Post by StevePulaski on Apr 7, 2017 11:28:21 GMT -5
RocketMan (1997)
Directed by: Stuart Gillard
Directed by: Stuart Gillard

Harland Williams (left) and William Sadler in RocketMan.
Rating: ★½
NOTE: This film was recommended to me by Ramsey Pokryfke for "Steve Pulaski Sees It," a month where I watch twenty-five films requested by friends, fans, and readers.
Whoever proposed the idea of having the guy who played a state trooper in a two-minute scene in Dumb & Dumber be the lead actor in a generic, frequently unfunny Disney comedy need not have any of his or her ideas taken seriously for a very long time. Even twenty years later.
RocketMan is an aggressively lousy film with only the faintest glimmers of inspiration that are about as common as the planets aligning on the night of a blue moon. It makes a compelling case for why actor Harland Williams, who I am surely convinced is a wonderful person to have lunch with, should not helm another comedy co-written by the writer of The Hangover Part II and aim higher on his next project than starring in a film directed by the man who made both Twitches films.
Williams plays Fred Z. Randall (Harland Williams), a buffoon of a software programmer working as a secondary man for NASA. Fred, however, gets the chance to be on the frontlines in the first manned mission to Mars when one astronaut suffers serious head trauma. He is hyperactive and constantly causing trouble he repeatedly claims he had nothing to do with. "It wasn't me!" might as well be the character's catchphrase.
Forgoing the fact that even if you force yourself to adopt the fiercest suspension of disbelief that there would be no conceivable way this character would ever get remotely near a NASA-operated facility in his lifetime, much less be chosen to board a spacecraft en route to Mars, Fred is nonetheless given the opportunity of a lifetime. He travels via the Aries spacecraft alongside the strict commander Bill Overbeck (William Sadler), a geologist named Julie Ford (Jessica Lundy), and Ulysses, a trained chimpanzee who has an IQ that may indeed be higher than Fred's.

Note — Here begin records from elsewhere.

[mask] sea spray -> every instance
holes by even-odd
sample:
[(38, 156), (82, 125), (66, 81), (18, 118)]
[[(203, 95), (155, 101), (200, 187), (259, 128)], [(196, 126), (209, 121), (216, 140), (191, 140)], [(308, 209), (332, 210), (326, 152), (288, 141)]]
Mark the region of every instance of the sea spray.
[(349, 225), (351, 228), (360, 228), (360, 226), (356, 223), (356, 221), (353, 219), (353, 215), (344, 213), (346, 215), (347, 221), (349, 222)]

The four travel to Mars and their first task upon launch is to secure themselves in sleep-pods that will make sure they stay asleep but hydrated and healthy over eight months and awake shortly before their arrival on the red planet. When Ulysses steels Fred's pod, Fred tries to stuff himself into Ulysses' tiny bed with little success - he awakes after just thirteen minutes of slumber. He spends the next five minutes - which is eight months in the film - amusing himself by destroying the Aries, scarfing down the food and occupying himself accordingly.
I can't exactly give pinpoint reasons why I find Pauly Shore and several of his comedies, like Bio-Dome and Son in Law, funny. Perhaps it's the fact that those films have unusual concepts that give Shore a lot of free-range to add to the wackiness of the premise by creating these loud and rambunctious characters, or perhaps it's the fact that Shore throws about ten things at the wall with every comic performance and usually about six or seven things stick, prompting a good ratio of hits to misses. Harland Williams simply doesn't have it with this premise. He never stops talking, his facial expressions and personality are nauseating, and he has no charisma to sustain even a lax eighty-eight minutes.
RocketMan's concept is also a pretty lame one too, and the moments of inspiration I mentioned earlier work because of some aesthetic or creative spark that separates themselves from a film that's otherwise basking in relative sameness. Consider the scene where the Aries flight director (Jeffrey DeMunn) puts Fred in one sealed, airtight space and another potential astronaut in an adjacent space for twenty-four hours, designed to emulate the lack of human and outside contact in space. Fred winds up occupying himself in a myriad of ways, whether it be loudly belting out lyrics to the song "John Jacob Jingleheimer Schmidt" or putting on a sock-puppet show with his own imagination. Being that his loud exclamations to himself trigger an echo to his companion's isolated shelter, Fred operates well in his own world while his fellow astronaut, not so much.
RocketMan could've used a lot more of that; a lot more unique, absurdist setups, interestingly edited, with an emphasis on Williams' boundless energy being put to use other than just redundant quips of him pleading innocence. But the film's generic concept and largely laughless second-half exhausted me and continued to wear on me throughout the film. This isn't a jaded critic's condemnation of a severely unfunny film, but someone who often enjoys slapstick comedy and nineties-era screwball comedies revolving around one particular actor waving the white flag in, possibly seminal, defeat.
Starring: Harland Williams, William Sadler, Jessica Lundy, and Jeffrey DeMunn. Directed by: Stuart Gillard.